While we’re still in the early stages of the ecosystem, we see that the building blocks are very much there. I haven’t come across a single ecosystem that is perfect before different stakeholders get involved. So, we can’t expect the ecosystem to be perfect and that’s an opportunity because there are a lot of things to be fixed as well. The most important building block is inculcating the mindset in the youth that entrepreneurship is a viable career choice.
We’ve made tremendous strides in that regard during the last 3-5 years. Government, donor agencies, universities and other stakeholders have supported this. The second big component is the uptake of 3G and 4G and an increasing digital penetration. The final piece is that some of the underlying businesses, as a result of increasing Internet penetration, are seeing increased traction. VCs and capital coming into this asset class is increasing – this will enable startups to grow exponentially. We’re yet to see a flurry of companies emerging, there are some that have already reached that level. One such example is of Zameen, which now has a very decent valuation.

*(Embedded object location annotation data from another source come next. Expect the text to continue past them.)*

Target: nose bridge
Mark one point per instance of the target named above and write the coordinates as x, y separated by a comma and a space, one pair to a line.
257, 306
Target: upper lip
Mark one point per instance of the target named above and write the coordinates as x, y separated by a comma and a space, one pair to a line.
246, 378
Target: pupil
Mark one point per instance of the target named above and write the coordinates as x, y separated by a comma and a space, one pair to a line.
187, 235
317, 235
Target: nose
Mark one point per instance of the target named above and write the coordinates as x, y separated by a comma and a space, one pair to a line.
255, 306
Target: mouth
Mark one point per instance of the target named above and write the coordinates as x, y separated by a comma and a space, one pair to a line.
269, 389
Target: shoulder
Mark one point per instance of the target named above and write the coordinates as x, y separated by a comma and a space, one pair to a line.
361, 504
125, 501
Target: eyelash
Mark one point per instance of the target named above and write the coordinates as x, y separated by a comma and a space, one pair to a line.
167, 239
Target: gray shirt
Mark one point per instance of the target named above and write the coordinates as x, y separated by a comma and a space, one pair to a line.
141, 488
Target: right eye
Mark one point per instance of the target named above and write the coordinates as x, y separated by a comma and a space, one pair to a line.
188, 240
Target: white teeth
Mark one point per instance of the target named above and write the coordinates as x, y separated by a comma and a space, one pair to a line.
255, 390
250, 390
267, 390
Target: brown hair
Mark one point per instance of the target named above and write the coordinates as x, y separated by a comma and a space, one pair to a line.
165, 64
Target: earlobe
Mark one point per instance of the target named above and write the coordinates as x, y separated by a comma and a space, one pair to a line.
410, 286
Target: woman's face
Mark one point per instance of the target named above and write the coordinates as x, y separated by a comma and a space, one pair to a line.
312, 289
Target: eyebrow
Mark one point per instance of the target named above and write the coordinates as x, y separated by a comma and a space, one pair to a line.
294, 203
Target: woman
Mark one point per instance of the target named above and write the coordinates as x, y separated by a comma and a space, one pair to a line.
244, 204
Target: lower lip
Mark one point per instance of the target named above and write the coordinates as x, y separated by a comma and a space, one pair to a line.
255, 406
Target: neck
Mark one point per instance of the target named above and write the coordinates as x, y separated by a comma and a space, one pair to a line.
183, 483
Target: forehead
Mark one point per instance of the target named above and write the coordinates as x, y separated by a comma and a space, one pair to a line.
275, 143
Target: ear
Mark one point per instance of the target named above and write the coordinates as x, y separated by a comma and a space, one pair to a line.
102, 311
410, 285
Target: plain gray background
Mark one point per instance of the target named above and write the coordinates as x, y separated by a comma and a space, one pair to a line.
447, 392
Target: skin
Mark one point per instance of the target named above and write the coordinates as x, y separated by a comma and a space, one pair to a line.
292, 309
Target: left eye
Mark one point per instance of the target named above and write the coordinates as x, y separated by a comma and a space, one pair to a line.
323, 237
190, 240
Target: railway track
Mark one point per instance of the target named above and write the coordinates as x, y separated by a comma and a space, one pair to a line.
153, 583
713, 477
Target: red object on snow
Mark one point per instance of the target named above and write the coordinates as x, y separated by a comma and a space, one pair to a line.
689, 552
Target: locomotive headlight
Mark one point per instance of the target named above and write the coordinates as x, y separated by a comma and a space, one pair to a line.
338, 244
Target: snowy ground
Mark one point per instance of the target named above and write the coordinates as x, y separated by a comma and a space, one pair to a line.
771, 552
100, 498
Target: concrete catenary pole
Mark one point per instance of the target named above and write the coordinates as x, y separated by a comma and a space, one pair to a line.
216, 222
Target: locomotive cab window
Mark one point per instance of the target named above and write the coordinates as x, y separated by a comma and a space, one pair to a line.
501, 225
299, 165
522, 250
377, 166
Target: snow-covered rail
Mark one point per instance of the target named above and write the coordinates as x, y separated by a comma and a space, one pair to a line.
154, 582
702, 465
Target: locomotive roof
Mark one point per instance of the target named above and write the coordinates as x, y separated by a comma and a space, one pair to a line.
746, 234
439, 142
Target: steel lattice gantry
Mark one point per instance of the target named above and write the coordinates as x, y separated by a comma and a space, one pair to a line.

When you look at the entrepreneurial ecosystem of Pakistan, there’s good news and there’s bad news. The good news is that when you compare it with the condition that was there 5 years ago, there are at least 25 accelerators and incubators in existence in Pakistan. The locations where people can go and learn about being entrepreneurs didn’t exist previously in Pakistan – that’s the good news. The not-so-good news is that we have limited seed capital available. There are hardly any VCs or angel investors available – local or international. The lack of capital is causing a high degree of failure of startups. The natural percentage of startups failing globally is 90% in any case; with the dearth of capital available, our percentage goes up. Unfortunately, our local family offices – individuals of high net worth are not investing in startups at all. Lack of capital, at the moment, is a real showstopper for Pakistan’s ecosystem. The second thing is that the ecosystem does not support startups in the sense that getting a simple bank account is a challenge for startups. There are no significant tax benefits for people who are investing and those people who are receiving the investment.
The entrepreneurial ecosystem has grown significantly over the last five years – there are more competitions, startups, support organizations, investors, you name it. I remember when we started i2i, there was maybe an event happening a month around the country – seven years later and there are multiple events happening every weekend – that activity is something to be proud of. However, while the increased activity is certainly exciting, and the government’s move of launching National Incubation Centres signaled an investment by the public sector in the startup landscape, the business-enabling environment is still very, very poor, and very debilitating to entrepreneurs and investors alike. The taxation policies still need to be improved significantly, the issue of payments and how money flows in and out of the country are all massive problems – the list goes on. The poor enabling environment ultimately creates a ceiling for the potential growth of the overall ecosystem – we can have all this incredible activity happening on the ground, but it can only grow so far thanks to these regulatory barriers.